Always get to know your data before even thinking about Machine Learning. This section shows a few ways that we can get to know Paavo dataset a bit better. Possibilities are endless. For some models, you should also check that assumptions the model makes about data distribution are true.

### 2.1 Read the data into dataframe

Read the zip code dataset into a geopandas dataframe `original_gdf`:

In [None]:
# defining the encoding makes sure that characters are represented as intended, important especially with languages that have "special characters" 
original_gdf = gpd.read_file(zip_code_shapefile, encoding='utf-8')


### 2.2 Exploring the dataframe


In [None]:
# dataframe columns and rows
print(f"Original dataframe size: {len(original_gdf.index)} rows (= zip codes) with {len(original_gdf.columns)} columns (=variables/features)")
# column names
print(list(original_gdf.columns))
# column data types
# check for nodata
# check for insensible cells 
original_gdf[original_gdf["hr_mtu"]<=0]

### 2.3 Visualization

Another way of data exploration is visualizing different features of your dataset in different ways to reveal phenonemons that might not be visible when looking at numbers only.

#### 2.3.1 Histogram

In this exercise, we are interested in the income per capita. So let's check out the distribution of that target feature by plotting a histogram with (geo)pandas inbuilt histogram plotting functionality.


In [None]:
#simplified quick histogram plot of target feature
original_gdf.plot.hist(column=['hr_mtu'])

#or distribution plot
#plt.figure(figsize=(15,10))
#sns.distplot(original_gdf['hr_mtu'],color="y")

#### 2.3.2 Map
As we are working with spatial data, we can also plot a map of the target feature to explore its spatial distribution.

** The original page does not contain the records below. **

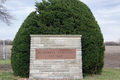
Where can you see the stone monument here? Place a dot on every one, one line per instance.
(55, 57)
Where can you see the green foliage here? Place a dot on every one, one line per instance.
(60, 17)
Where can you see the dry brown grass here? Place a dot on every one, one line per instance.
(112, 49)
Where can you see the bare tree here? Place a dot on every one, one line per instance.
(5, 16)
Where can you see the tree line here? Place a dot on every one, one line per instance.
(112, 43)
(7, 42)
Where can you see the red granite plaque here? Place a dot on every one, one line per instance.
(55, 53)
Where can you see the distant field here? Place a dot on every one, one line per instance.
(112, 49)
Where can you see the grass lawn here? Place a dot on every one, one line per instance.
(8, 61)
(107, 74)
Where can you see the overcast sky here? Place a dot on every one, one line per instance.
(106, 12)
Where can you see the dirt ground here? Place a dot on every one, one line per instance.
(111, 60)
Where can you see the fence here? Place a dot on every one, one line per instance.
(5, 51)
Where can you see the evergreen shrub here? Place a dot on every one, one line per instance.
(60, 17)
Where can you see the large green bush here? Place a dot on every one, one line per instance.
(60, 17)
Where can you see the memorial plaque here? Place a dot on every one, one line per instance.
(55, 57)
(55, 53)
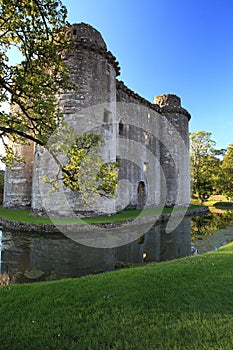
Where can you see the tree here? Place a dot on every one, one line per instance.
(227, 172)
(205, 164)
(37, 31)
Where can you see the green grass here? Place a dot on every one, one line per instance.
(24, 216)
(181, 304)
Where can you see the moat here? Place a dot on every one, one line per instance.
(28, 257)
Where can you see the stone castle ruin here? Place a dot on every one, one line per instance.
(150, 141)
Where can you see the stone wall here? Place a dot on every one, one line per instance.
(149, 140)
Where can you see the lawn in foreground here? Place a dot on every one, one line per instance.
(180, 304)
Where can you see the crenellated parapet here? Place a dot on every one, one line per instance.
(170, 103)
(85, 37)
(149, 140)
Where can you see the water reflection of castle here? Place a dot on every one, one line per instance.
(56, 256)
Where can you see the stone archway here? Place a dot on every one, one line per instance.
(141, 194)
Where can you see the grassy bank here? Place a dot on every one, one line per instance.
(181, 304)
(24, 216)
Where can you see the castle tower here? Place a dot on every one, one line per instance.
(18, 181)
(93, 69)
(174, 148)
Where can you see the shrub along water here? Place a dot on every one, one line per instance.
(180, 304)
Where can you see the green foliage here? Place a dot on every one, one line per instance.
(205, 164)
(180, 304)
(227, 172)
(122, 216)
(37, 30)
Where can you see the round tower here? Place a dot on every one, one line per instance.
(93, 69)
(174, 157)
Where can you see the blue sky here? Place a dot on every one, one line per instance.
(184, 47)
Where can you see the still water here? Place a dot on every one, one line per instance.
(28, 257)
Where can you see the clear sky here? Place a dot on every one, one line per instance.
(183, 47)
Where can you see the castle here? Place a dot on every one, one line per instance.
(150, 141)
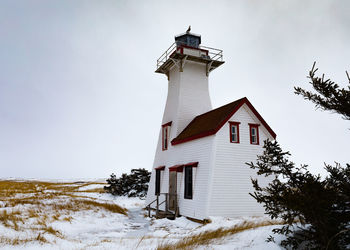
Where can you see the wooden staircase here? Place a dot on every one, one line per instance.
(171, 207)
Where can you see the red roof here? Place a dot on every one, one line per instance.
(209, 123)
(160, 168)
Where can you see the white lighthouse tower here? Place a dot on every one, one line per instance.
(199, 167)
(187, 65)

If plotting maps with matplotlib is not familiar. Here are some things you can play with
* **figsize** - different height, width
* **column** - try other features
* **cmap** - this is the color map, here are the possibile options https://matplotlib.org/3.3.1/tutorials/colors/colormaps.html

The following plots are only for quick visualization, to include these plots in publications, more features would need to be taken care of ( such as axes and their labels, north arrow, colorblind and print friendly color palette,...)

In [None]:
# check reference frame
print(original_gdf.crs)

fig, ax = plt.subplots(figsize=(20, 10))
# set title for the full plot
ax.set_title("Average income by zip code", fontsize=25)
# turn off all axes
ax.set_axis_off()
# plot the average income
plot = original_gdf.plot(column='hr_mtu', ax=ax, legend=True, cmap="magma")
# set colorbar label
cax = fig.get_axes()[1]
cax.set_ylabel('Income in €');


#### 2.3.3 Regression plots

We can also explore, how the different features are related to another by plotting them "against each other" by plotting some regression plots, i.e. scatter plots with a "best fitting" regression line. 

In [None]:
variables = ['euref_x', 'euref_y', 'he_vakiy','he_3_6']

for var in variables:
    plt.figure() # Creating a rectangle (figure) for each plot
    # Regression Plot also by default includes best-fitting regression line which can be turned off via `fit_reg=False`
    sns.regplot(x=var, y='hr_mtu', data=original_gdf).set(title=f'Regression plot of {var} and average income');

## 3. Feature selection

We have a lot of features available. 
It usually make sens to check for empty rows and columns as well as empty single cells and either remove them from the dataset or, if domain knowledge allows, fill them with sensible values. Note that this might have significant impact on the results. So fill with care, and if unsure, rather remove.


In [None]:

### Drop all rows that have missing values or where average income is -1 (=not known) or 0
original_gdf = original_gdf.dropna()    
original_gdf = original_gdf[original_gdf["hr_mtu"]>0].reset_index(drop=True)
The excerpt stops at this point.